Wohin steuert die Kunstsammlung NRW?

Ein Gespräch zwischen Hans-Heinrich Grosse-Brockhoff, Staatssekretär a.D. und Prof. Dr. Susanne Gaensheimer, Direktorin der Kunstsammlung Nordrhein-Westfalen fand mit geladenen, renommierten Gästen aus der NRW Kunstszene am Dienstag, 3. Juli 2018  im Sky Office in eindrucksvoller Kulisse bei Hogan Lovells, Board Room (22. Etage) statt. 

Seit September 2017 hat die Kunstsammlung NRW eine neue Direktorin. Vielleicht ein guter Zeitpunkt mit Prof. Dr. Susanne Gaensheimer, die als eine der profiliertesten Kennerinnen für Gegenwartskunst gilt, über ihre neue Wirkungsstätte zu sprechen. 

In Frankfurt hat sie mit großem Erfolg das MMK Museum für Moderne Kunst geleitet und seinen exzellenten Ruf, als eine der ersten Adressen für Gegenwartskunst, weiter ausgebaut. Als Kuratorin des Deutschen Pavillon der Biennale 2011 ist ihre mutige Entscheidung in Erinnerung geblieben, Christoph Schlingensief nach seinem überraschenden Tod auch posthum im Deutschen Pavillon auszustellen. 
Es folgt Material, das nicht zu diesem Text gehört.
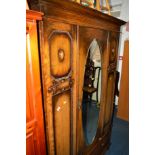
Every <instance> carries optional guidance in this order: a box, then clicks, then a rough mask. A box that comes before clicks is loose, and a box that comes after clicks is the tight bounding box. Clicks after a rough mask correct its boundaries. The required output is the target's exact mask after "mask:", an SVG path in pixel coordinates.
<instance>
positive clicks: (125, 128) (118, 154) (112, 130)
mask: <svg viewBox="0 0 155 155" xmlns="http://www.w3.org/2000/svg"><path fill="white" fill-rule="evenodd" d="M105 155H129V123H128V122H127V121H124V120H122V119H119V118H117V117H116V115H115V116H114V120H113V128H112V137H111V146H110V147H109V150H108V151H107V152H106V154H105Z"/></svg>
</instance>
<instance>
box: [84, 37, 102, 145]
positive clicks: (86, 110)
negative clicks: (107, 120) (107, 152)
mask: <svg viewBox="0 0 155 155" xmlns="http://www.w3.org/2000/svg"><path fill="white" fill-rule="evenodd" d="M86 59H87V60H86V65H85V73H84V82H83V99H82V123H83V130H84V137H85V141H86V144H87V145H88V144H91V143H92V142H93V140H94V138H95V135H96V131H97V127H98V118H99V110H100V96H101V53H100V48H99V45H98V43H97V41H96V39H94V40H93V41H92V42H91V44H90V47H89V49H88V54H87V58H86Z"/></svg>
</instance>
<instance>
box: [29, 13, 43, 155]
mask: <svg viewBox="0 0 155 155" xmlns="http://www.w3.org/2000/svg"><path fill="white" fill-rule="evenodd" d="M26 17H27V18H26V33H27V34H26V154H27V155H46V149H45V148H46V146H45V135H44V121H43V120H44V119H43V107H42V95H41V84H40V69H39V56H38V44H37V42H38V40H37V27H36V20H40V19H41V13H38V12H34V11H26Z"/></svg>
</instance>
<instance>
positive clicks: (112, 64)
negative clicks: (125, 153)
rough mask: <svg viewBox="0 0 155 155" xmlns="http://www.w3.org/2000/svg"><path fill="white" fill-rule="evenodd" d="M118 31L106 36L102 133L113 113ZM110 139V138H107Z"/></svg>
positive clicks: (109, 128)
mask: <svg viewBox="0 0 155 155" xmlns="http://www.w3.org/2000/svg"><path fill="white" fill-rule="evenodd" d="M118 39H119V33H116V32H109V37H108V55H109V56H108V60H109V62H108V67H107V84H106V101H105V107H104V108H105V113H104V130H103V132H104V134H109V133H110V132H111V127H112V117H113V114H114V89H115V76H116V65H117V53H118ZM109 141H110V139H109Z"/></svg>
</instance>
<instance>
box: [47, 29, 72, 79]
mask: <svg viewBox="0 0 155 155" xmlns="http://www.w3.org/2000/svg"><path fill="white" fill-rule="evenodd" d="M48 44H49V54H50V68H51V76H53V77H54V78H62V77H63V78H64V77H65V76H66V75H68V74H69V72H70V71H71V62H72V49H73V48H72V38H71V36H70V34H69V32H65V31H60V30H59V31H55V30H54V31H53V32H52V33H51V34H50V35H49V37H48ZM56 66H59V67H56Z"/></svg>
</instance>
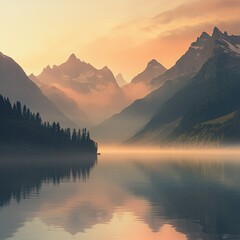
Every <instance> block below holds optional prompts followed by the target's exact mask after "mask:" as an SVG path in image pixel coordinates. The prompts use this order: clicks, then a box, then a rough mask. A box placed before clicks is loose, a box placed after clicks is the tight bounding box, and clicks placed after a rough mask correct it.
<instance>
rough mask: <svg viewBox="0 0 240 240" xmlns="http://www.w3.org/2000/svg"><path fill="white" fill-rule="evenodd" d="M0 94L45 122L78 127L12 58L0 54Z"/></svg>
mask: <svg viewBox="0 0 240 240" xmlns="http://www.w3.org/2000/svg"><path fill="white" fill-rule="evenodd" d="M0 94H2V95H4V96H6V97H8V98H9V99H10V100H11V101H13V102H16V101H21V103H22V104H25V105H27V106H29V107H30V108H31V109H32V111H34V112H40V113H41V115H42V117H43V119H44V120H45V121H50V122H53V121H56V120H57V121H59V122H60V123H61V125H62V126H64V127H76V125H75V124H74V123H73V122H72V121H71V120H70V119H68V118H67V117H66V116H65V115H64V114H63V113H62V112H61V111H60V110H59V109H58V108H57V107H56V106H55V105H54V104H53V103H52V102H51V101H50V100H49V99H48V98H47V97H45V96H44V95H43V94H42V92H41V90H40V89H39V88H38V87H37V86H36V84H34V83H33V82H32V81H31V80H30V79H29V78H28V77H27V75H26V74H25V72H24V71H23V69H22V68H21V67H20V66H19V65H18V64H17V63H16V62H15V61H14V60H13V59H12V58H10V57H8V56H6V55H4V54H2V53H0Z"/></svg>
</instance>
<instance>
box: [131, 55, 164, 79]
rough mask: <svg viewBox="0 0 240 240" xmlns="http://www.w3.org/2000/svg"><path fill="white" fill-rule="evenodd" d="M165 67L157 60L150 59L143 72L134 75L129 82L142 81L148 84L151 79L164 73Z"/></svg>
mask: <svg viewBox="0 0 240 240" xmlns="http://www.w3.org/2000/svg"><path fill="white" fill-rule="evenodd" d="M166 71H167V69H166V68H165V67H164V66H163V65H162V64H160V63H159V62H158V61H157V60H155V59H153V60H151V61H150V62H149V63H148V65H147V67H146V68H145V69H144V71H143V72H141V73H140V74H138V75H137V76H136V77H134V78H133V79H132V81H131V83H139V82H143V83H145V84H150V83H151V81H152V80H153V79H154V78H156V77H159V76H160V75H162V74H163V73H165V72H166Z"/></svg>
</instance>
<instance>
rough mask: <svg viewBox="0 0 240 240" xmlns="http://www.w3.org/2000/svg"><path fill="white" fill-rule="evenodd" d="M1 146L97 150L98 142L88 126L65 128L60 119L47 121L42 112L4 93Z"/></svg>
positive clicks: (12, 149)
mask: <svg viewBox="0 0 240 240" xmlns="http://www.w3.org/2000/svg"><path fill="white" fill-rule="evenodd" d="M0 122H1V124H0V132H1V135H0V149H1V151H0V152H1V153H2V152H4V151H7V152H9V151H13V150H21V151H25V150H34V149H45V150H58V151H62V150H68V151H71V152H73V151H77V152H78V153H81V152H88V153H96V152H97V144H96V143H95V142H94V141H93V140H91V139H90V135H89V132H87V130H86V129H84V130H82V131H80V130H79V131H76V130H73V131H72V133H71V130H70V129H63V128H61V127H60V125H59V123H56V122H54V123H53V124H49V123H48V124H47V123H43V122H42V119H41V116H40V114H39V113H37V114H35V113H32V112H31V110H30V109H29V108H27V106H25V105H24V106H22V104H21V103H20V102H16V103H14V104H11V102H10V101H9V99H8V98H4V97H2V95H0Z"/></svg>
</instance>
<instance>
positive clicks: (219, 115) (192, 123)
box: [130, 28, 240, 143]
mask: <svg viewBox="0 0 240 240" xmlns="http://www.w3.org/2000/svg"><path fill="white" fill-rule="evenodd" d="M209 42H210V41H209ZM211 48H212V50H211V52H212V54H211V56H210V58H209V59H208V60H207V62H206V63H205V64H204V65H203V67H202V68H201V69H200V71H199V72H198V73H197V74H196V75H195V76H194V77H193V78H191V80H190V82H189V83H188V84H187V85H186V86H185V87H184V88H182V89H181V90H179V91H178V92H177V93H176V94H175V95H174V96H173V97H172V98H171V99H169V100H168V101H167V102H165V103H164V104H163V105H161V106H160V107H159V109H158V110H157V112H156V113H155V114H154V116H153V118H152V119H151V120H150V121H149V122H148V123H147V124H146V126H145V127H144V128H143V129H142V130H141V131H139V132H138V133H137V134H136V135H135V136H134V137H133V138H132V139H131V140H130V142H131V141H133V142H136V141H137V142H139V141H140V142H141V141H142V142H148V143H153V142H155V143H159V142H165V143H166V142H172V141H178V142H179V141H180V140H181V141H184V142H186V141H188V139H187V137H188V136H189V137H191V139H192V140H193V139H194V138H195V137H196V138H198V137H199V136H200V135H202V134H204V131H205V130H206V138H208V137H210V138H213V140H220V142H231V140H234V141H240V138H239V137H238V135H237V133H234V132H232V133H231V134H230V133H229V131H234V129H235V130H236V129H238V127H237V125H236V123H234V122H235V121H236V119H238V118H237V117H234V115H232V117H233V119H232V120H231V121H230V122H227V123H226V124H225V125H222V126H218V128H217V129H216V134H215V135H214V134H210V133H209V132H208V133H207V131H210V130H213V129H214V128H212V129H211V127H210V126H208V127H206V129H205V127H204V126H205V125H204V126H199V125H200V124H204V123H205V122H206V121H210V120H212V121H214V119H219V118H221V117H224V116H226V115H228V114H230V113H232V112H234V111H238V109H239V108H240V95H239V92H240V80H239V79H240V36H229V35H228V34H227V33H226V32H225V33H222V32H221V31H220V30H219V29H218V28H214V31H213V34H212V36H211ZM216 122H217V121H216ZM226 125H231V126H226ZM220 128H222V129H220ZM200 129H201V130H202V131H203V132H202V133H201V132H200ZM225 130H226V132H225ZM194 134H196V136H195V135H194ZM183 136H184V137H183ZM213 136H214V137H213ZM231 136H232V138H231ZM214 138H215V139H214ZM199 140H200V139H199Z"/></svg>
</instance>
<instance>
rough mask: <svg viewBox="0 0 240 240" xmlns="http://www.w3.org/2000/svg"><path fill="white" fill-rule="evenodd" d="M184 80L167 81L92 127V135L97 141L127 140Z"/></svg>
mask: <svg viewBox="0 0 240 240" xmlns="http://www.w3.org/2000/svg"><path fill="white" fill-rule="evenodd" d="M186 82H188V81H187V79H184V80H183V79H181V80H179V81H178V82H172V81H167V82H166V83H165V84H164V85H163V86H162V87H160V88H159V89H157V90H155V91H153V92H152V93H151V94H149V95H148V96H146V97H145V98H143V99H138V100H136V101H134V102H133V103H132V104H131V105H130V106H128V107H127V108H125V109H124V110H122V111H121V112H120V113H118V114H115V115H114V116H112V117H111V118H109V119H107V120H105V121H104V122H102V123H101V124H99V125H97V126H95V127H93V128H92V129H91V133H92V135H93V136H94V138H95V139H96V140H97V141H100V142H105V143H120V142H123V141H125V140H127V139H128V138H130V137H131V136H133V135H134V134H135V133H136V132H137V131H139V130H140V129H141V128H143V127H144V125H145V124H146V123H147V122H148V121H149V119H150V118H151V117H152V116H153V115H154V113H155V112H156V110H157V109H158V107H159V106H161V104H163V103H164V102H166V101H167V100H168V99H170V98H171V97H172V96H173V95H174V94H175V93H176V91H178V90H179V89H181V88H182V87H183V86H184V85H185V84H186Z"/></svg>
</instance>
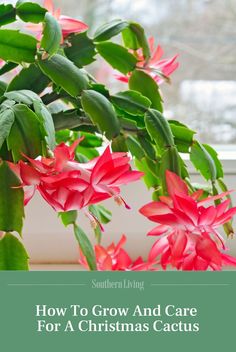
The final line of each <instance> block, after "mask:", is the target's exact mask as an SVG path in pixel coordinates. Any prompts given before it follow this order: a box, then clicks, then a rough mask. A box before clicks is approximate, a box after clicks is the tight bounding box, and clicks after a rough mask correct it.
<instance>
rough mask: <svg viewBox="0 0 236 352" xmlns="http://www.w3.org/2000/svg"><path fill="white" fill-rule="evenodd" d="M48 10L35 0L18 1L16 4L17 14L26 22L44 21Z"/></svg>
mask: <svg viewBox="0 0 236 352" xmlns="http://www.w3.org/2000/svg"><path fill="white" fill-rule="evenodd" d="M46 12H47V10H46V9H44V8H43V7H41V6H40V5H39V4H36V3H34V2H29V1H18V2H17V4H16V13H17V16H19V17H20V19H21V20H22V21H24V22H32V23H39V22H42V21H43V19H44V16H45V13H46Z"/></svg>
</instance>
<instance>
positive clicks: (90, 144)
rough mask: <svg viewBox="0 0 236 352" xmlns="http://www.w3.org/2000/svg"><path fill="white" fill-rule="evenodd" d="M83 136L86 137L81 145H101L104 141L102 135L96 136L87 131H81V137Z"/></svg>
mask: <svg viewBox="0 0 236 352" xmlns="http://www.w3.org/2000/svg"><path fill="white" fill-rule="evenodd" d="M82 136H83V137H85V138H84V139H83V140H82V141H81V142H80V144H79V145H80V146H81V147H86V148H91V147H92V148H98V147H101V145H102V142H103V141H102V138H101V137H99V136H96V135H95V134H92V133H86V132H81V133H80V137H82Z"/></svg>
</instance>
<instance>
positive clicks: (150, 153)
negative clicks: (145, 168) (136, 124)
mask: <svg viewBox="0 0 236 352" xmlns="http://www.w3.org/2000/svg"><path fill="white" fill-rule="evenodd" d="M138 141H139V143H140V145H141V146H142V148H143V151H144V152H145V154H146V155H147V156H148V157H149V158H150V159H152V160H156V151H155V148H154V147H153V145H152V143H151V142H150V141H149V140H148V138H146V137H144V136H142V135H139V136H138Z"/></svg>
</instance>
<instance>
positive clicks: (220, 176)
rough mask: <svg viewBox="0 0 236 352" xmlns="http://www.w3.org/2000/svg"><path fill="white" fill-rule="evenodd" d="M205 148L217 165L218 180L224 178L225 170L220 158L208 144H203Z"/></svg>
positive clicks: (216, 176)
mask: <svg viewBox="0 0 236 352" xmlns="http://www.w3.org/2000/svg"><path fill="white" fill-rule="evenodd" d="M203 147H204V148H205V149H206V151H207V152H208V153H209V154H210V156H211V157H212V159H213V161H214V163H215V168H216V178H217V179H218V178H223V177H224V170H223V166H222V164H221V162H220V160H219V158H218V154H217V152H216V151H215V150H214V149H213V148H212V147H211V146H210V145H208V144H203Z"/></svg>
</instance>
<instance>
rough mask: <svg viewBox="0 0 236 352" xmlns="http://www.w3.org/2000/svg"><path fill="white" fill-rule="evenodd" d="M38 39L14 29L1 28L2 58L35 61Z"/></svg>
mask: <svg viewBox="0 0 236 352" xmlns="http://www.w3.org/2000/svg"><path fill="white" fill-rule="evenodd" d="M36 45H37V40H36V39H35V38H34V37H32V36H31V35H28V34H23V33H20V32H19V31H18V30H13V29H0V58H1V59H3V60H5V61H12V62H15V63H18V64H20V63H22V62H29V63H31V62H34V61H35V55H36V50H37V47H36Z"/></svg>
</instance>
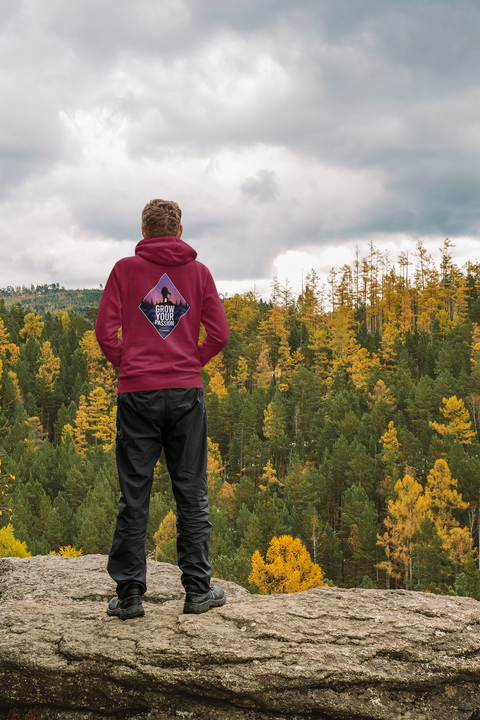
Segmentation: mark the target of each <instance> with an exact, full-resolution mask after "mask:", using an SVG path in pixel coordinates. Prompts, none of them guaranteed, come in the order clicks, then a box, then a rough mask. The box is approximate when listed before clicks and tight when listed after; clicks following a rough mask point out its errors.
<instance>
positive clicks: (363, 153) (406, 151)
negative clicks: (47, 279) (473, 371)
mask: <svg viewBox="0 0 480 720" xmlns="http://www.w3.org/2000/svg"><path fill="white" fill-rule="evenodd" d="M479 33H480V8H479V6H478V4H477V3H476V2H474V0H458V2H456V3H455V4H453V5H452V4H451V3H449V2H447V0H441V1H440V0H436V1H434V0H425V1H424V2H421V3H419V2H418V1H417V0H405V2H403V3H385V2H384V1H383V0H367V1H366V2H363V3H352V2H351V0H338V1H337V2H335V3H332V2H330V1H329V0H296V1H294V0H276V1H275V2H273V1H272V0H255V2H254V1H253V0H246V1H245V2H244V3H241V4H239V3H238V2H233V0H162V1H161V2H154V0H138V1H137V2H136V3H130V2H127V0H116V1H115V2H114V1H113V0H102V2H100V3H98V2H94V0H83V1H82V2H81V3H73V4H72V3H70V4H68V5H66V4H65V2H64V1H63V0H43V2H42V3H41V5H40V4H39V3H38V2H36V0H15V1H13V0H6V1H5V2H4V4H3V5H2V17H1V19H0V99H1V102H2V117H1V118H0V161H1V163H2V174H1V178H0V220H1V226H0V254H1V267H0V285H6V284H11V282H10V279H9V278H10V275H13V274H15V275H16V276H19V275H20V274H21V273H22V271H24V272H25V273H28V274H29V277H25V282H30V280H36V279H37V278H33V277H32V276H31V274H32V272H33V271H32V265H31V264H30V265H29V266H28V268H27V266H26V265H25V266H22V264H21V259H18V260H15V259H14V258H12V257H11V256H10V253H9V252H8V248H9V244H10V243H11V232H12V228H13V227H15V232H16V233H17V234H19V235H17V237H18V241H19V242H21V243H22V247H26V248H28V246H29V243H33V242H34V240H33V238H32V233H31V224H32V223H33V222H35V225H36V227H37V228H43V230H42V231H43V232H45V233H47V232H48V233H49V237H52V236H53V237H54V238H58V239H59V238H62V237H63V236H64V234H65V233H67V234H68V235H69V237H71V238H73V240H72V242H78V243H80V244H81V243H83V245H81V246H82V248H85V247H88V246H91V247H92V248H93V247H94V246H95V244H96V243H98V242H100V241H102V242H104V241H105V242H111V248H112V262H113V261H114V260H115V259H116V257H115V253H118V254H120V253H121V252H124V250H125V247H126V245H125V244H124V241H125V242H127V241H131V242H133V241H135V240H137V239H139V237H138V224H139V222H138V217H139V213H140V210H141V208H142V207H143V205H144V203H145V201H146V200H148V199H150V198H151V197H154V196H169V197H174V198H176V199H178V200H179V201H180V202H181V204H182V207H183V209H184V216H185V218H186V219H188V224H187V225H186V229H188V231H189V233H190V239H191V241H192V243H193V244H196V245H198V248H199V250H201V252H202V256H203V258H204V259H205V261H206V262H207V263H209V264H210V265H211V266H212V270H213V271H214V272H215V273H217V274H220V275H221V277H223V278H224V279H235V278H247V277H251V278H255V277H262V276H264V275H265V274H268V273H269V272H270V270H271V264H272V261H273V260H274V258H275V257H276V256H277V255H278V254H279V253H281V252H285V251H287V250H289V249H295V248H303V247H307V246H313V247H317V248H318V247H320V246H324V247H327V246H329V245H332V244H338V243H345V244H348V243H351V242H353V241H354V240H355V241H357V240H358V241H361V240H362V238H365V239H369V238H370V237H371V236H372V235H375V236H377V237H382V236H384V237H385V241H387V240H388V238H389V237H391V236H393V235H394V234H396V233H403V234H407V235H410V236H412V237H418V236H422V235H424V236H437V235H438V236H442V235H443V236H447V235H449V236H450V237H455V236H465V235H471V236H475V237H479V236H480V227H479V225H480V221H479V210H478V197H479V190H480V163H479V160H480V157H479V155H480V125H479V123H478V102H479V95H480V87H479V80H478V67H479V65H480V46H479V44H478V35H479ZM259 168H268V170H264V169H262V170H259ZM280 179H281V181H280ZM266 203H268V204H269V213H268V215H267V214H266V213H265V207H266ZM270 206H271V208H270ZM246 208H248V212H247V211H246ZM19 213H22V214H23V215H22V217H23V219H24V222H23V223H21V224H20V225H19V224H18V223H17V220H16V218H17V217H18V214H19ZM55 247H56V248H58V249H57V250H56V252H59V253H61V247H62V243H61V242H59V243H58V244H55ZM109 247H110V246H109ZM226 248H228V251H226ZM83 251H84V250H83ZM92 252H93V249H92ZM102 257H103V255H102ZM52 262H53V261H52ZM102 262H103V261H102ZM34 266H35V265H34ZM34 266H33V267H34ZM54 266H55V267H63V266H62V265H61V263H60V264H58V263H57V265H55V263H53V264H50V265H49V266H48V268H50V270H49V271H51V268H52V267H54ZM22 267H23V270H22ZM45 267H47V266H46V265H45V264H44V265H41V264H40V263H39V262H38V263H37V268H38V273H39V274H40V275H41V274H42V273H45V272H47V270H45ZM103 268H104V266H103V265H101V268H100V265H99V270H98V273H99V282H101V281H103V279H104V277H103V275H102V276H101V277H100V274H101V273H104V269H103ZM82 272H84V271H83V270H82ZM93 275H94V273H93ZM91 276H92V274H90V275H89V276H88V277H89V278H90V277H91ZM45 279H48V278H45ZM78 281H79V284H81V282H82V278H81V277H80V275H79V280H78Z"/></svg>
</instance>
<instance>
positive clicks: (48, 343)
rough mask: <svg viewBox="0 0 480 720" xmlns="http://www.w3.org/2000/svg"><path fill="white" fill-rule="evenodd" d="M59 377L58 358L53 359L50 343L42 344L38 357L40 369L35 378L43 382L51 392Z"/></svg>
mask: <svg viewBox="0 0 480 720" xmlns="http://www.w3.org/2000/svg"><path fill="white" fill-rule="evenodd" d="M59 375H60V358H57V357H55V355H54V354H53V352H52V345H51V343H50V342H48V341H47V342H44V343H43V345H42V355H41V357H40V367H39V369H38V373H37V375H36V377H37V378H41V379H42V380H44V381H45V384H46V385H47V387H48V388H50V390H52V391H53V389H54V386H55V380H56V379H57V377H58V376H59Z"/></svg>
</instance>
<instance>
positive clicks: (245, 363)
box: [233, 355, 249, 388]
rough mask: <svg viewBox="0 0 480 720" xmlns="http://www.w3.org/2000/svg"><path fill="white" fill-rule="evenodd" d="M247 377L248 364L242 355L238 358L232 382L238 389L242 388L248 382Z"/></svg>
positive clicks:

Hier in Düsseldorf leitet sie nun ein Haus, welches der FAZ Kunstkritiker Eduard Beaucamp aufgrund seiner international herausragenden Sammlung für klassische Moderne einmal als die „heimliche Nationalgalerie“ bezeichnete. Die Kunstsammlung NRW war immer ein Leuchtturm in der deutschen Museumslandschaft, der weit über die Landesgrenze hinaus leuchtete.

Mit Hans-Heinrich Grosse-Brockhoff traf sie auf einen Gesprächspartner, der erst als Leiter der Staatskanzlei und später als Staatssekretär für Kultur in der NRW Landesregierung Jürgen Rüttgers gewohnt war, in großen Dimension zu denken. Wie kein anderer hat er die Kunstsammlung NRW und die Kunstlandschaft in NRW geprägt.

Mit neuen Menschen kommen zumeist auch neue Ideen ins Land. Von diesen Ideen und Plänen wurde an diesem hochinteressanten und kurzweiligen Abend einiges verraten. 

Herzlichen Dank allen, die zum Gelingen dieses Abends beigetragen haben.